The Oracle for Transfeminist Technologies is to me way more than a graphic design or illustration project. As a researcher, the Oracle for Transfeminist Technologies is also part of an on-going methodological investigation, and has a lot to contribute with emerging research practices and different forms of knowledge construction in design research, as it suggests an active political approach for research and practice in this area. It’s an opportunity to further explore engaged and participatory design processes, while creating spaces for debate around emerging and urgent issues. I want to invite you for a quick journey through this process, and explore the Oracle from a different, designerly perspective.
Throughout my trajectory as a designer, I’ve come to understand the discipline of design and its practices as inherently political.

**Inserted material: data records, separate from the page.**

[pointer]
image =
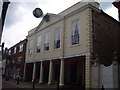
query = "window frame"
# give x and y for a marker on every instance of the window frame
(38, 46)
(30, 47)
(15, 50)
(73, 35)
(46, 41)
(57, 38)
(21, 47)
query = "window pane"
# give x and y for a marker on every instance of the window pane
(30, 46)
(38, 43)
(57, 38)
(75, 32)
(46, 42)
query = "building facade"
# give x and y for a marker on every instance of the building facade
(75, 46)
(16, 59)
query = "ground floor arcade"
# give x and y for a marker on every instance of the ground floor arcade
(65, 71)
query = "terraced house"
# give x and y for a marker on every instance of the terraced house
(77, 46)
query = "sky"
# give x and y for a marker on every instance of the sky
(19, 18)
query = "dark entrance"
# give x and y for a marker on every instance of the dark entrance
(75, 71)
(29, 71)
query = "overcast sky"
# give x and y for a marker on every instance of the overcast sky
(20, 19)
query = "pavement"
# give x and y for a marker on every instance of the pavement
(28, 85)
(12, 84)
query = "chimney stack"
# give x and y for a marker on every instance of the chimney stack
(117, 5)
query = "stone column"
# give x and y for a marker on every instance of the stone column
(50, 72)
(62, 73)
(41, 72)
(87, 71)
(34, 71)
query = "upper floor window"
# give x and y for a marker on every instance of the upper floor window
(19, 60)
(38, 44)
(21, 48)
(15, 50)
(46, 42)
(30, 47)
(9, 52)
(75, 32)
(57, 38)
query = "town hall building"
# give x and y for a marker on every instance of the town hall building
(77, 46)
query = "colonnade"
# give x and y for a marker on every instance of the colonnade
(50, 77)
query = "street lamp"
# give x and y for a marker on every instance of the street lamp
(37, 12)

Design has been traditionally committed to prescribing universal solutions for a supposedly better future – but products and services, and nowadays especially technologies – which shape most of our interactions and significantly influences our understanding of reality – are usually designed by and for dominant groups of society, often resulting in solutions which are ignorant to specific social, ecologic and economic contexts and needs of many people. In this way, even if allegedly neutral, it’s clear to see that design is always biased and many times it reproduces and reinforces current systems of domination – namely white supremacist, heteronormative, patriarchal capitalism.
For the past years, it’s been a central concern for me to question the traditional roles of the designer and work towards deconstructing the hierarchical and alienating design processes which produce imperative, excludent design products and solutions. I started then exploring other design practices that allowed me to use my professional knowledge and methods as political activism tools.

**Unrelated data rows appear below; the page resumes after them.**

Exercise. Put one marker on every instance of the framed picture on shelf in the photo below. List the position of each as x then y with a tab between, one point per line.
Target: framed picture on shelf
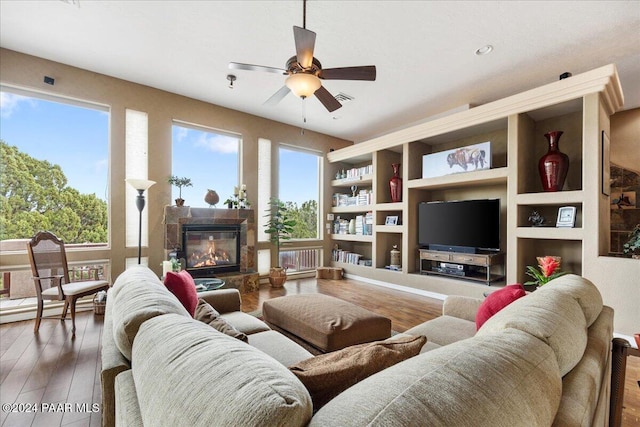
391	220
566	217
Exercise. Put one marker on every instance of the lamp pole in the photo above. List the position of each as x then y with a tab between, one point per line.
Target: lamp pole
140	205
140	186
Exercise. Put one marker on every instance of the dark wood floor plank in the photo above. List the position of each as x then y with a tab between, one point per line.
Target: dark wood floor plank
75	364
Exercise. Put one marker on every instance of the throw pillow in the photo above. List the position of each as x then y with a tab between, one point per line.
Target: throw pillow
184	288
327	375
209	315
496	301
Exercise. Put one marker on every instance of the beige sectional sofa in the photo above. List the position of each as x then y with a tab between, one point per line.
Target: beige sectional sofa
543	360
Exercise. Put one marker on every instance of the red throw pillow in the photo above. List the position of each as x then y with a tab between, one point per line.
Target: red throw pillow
498	300
184	288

Inspired by more recent takes on participatory- and co-design – especially by researchers such as Binder, Halse, Brandt,Olander and Anastassakis –, the focus of my work as a designer shifted from the projection and production of a final product, to the attention to the design process itself, in an effort to make it more democratic and less of an inaccessible black box. In this setting, the role of the designer is not that of someone who prescribes solutions, but of someone who acts as an intermediate agent, promoting scenarios for the collective raising and articulating of relevant issues, and directly involving people who are affected by it in different ways.
When we gather to play with the Oracle, we are creating spaces of discussion and bringing the debate on biased tech and AI to a broader audience, who is usually affected by it, but not part of the design processes concerning these topics. The card game works as a tool to provoke engagement and mediate discussions – as we draw together other possible futures, we explore these issues to better understand them, make them tangible and easier to approach, as well as suggest different ways of collectively building knowledge.

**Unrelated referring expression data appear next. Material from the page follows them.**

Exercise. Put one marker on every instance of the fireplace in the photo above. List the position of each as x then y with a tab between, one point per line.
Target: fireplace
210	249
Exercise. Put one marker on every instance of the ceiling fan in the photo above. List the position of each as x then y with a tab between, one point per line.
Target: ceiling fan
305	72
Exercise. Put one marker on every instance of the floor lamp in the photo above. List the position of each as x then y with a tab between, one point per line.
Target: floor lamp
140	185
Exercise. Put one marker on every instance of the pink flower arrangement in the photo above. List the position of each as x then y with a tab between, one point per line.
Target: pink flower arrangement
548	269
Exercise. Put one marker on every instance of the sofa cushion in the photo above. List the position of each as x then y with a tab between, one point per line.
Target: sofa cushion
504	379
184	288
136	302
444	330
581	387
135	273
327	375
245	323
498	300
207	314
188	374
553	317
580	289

I find it important to point out that we are not aiming for participants to come up with technology concepts that are necessarily realistic or feasible in the present day or near future. The role of these products and concepts is not of a traditional prototype, merely a draft to be refined towards a final product, but of an engaging tool to be appropriated by the participants in new forms of dialogue. The speculative exercise and futuristic narrative brought by the Oracle frees us from the present constraints, provokes our imagination and fosters the collective production of meanings in a rich diversity of outcomes.
By creating spaces for debate and materialising abstract issues, the Oracle is also supporting the building of networks and publics around them. In this way, the codesign process can act as a platform for establishing conditions for action and change. For me, this is also what transfeminist technology means – to radically open design processes for people who are actually affected by their outcomes but have been historically excluded and silenced. As the anthropologist Tim Ingold wrote, design will not change the world, but it’s part of this world in constant change – therefore it can contribute with its tools in a politically engaged way, pointing towards more democratic paths for the discipline and beyond.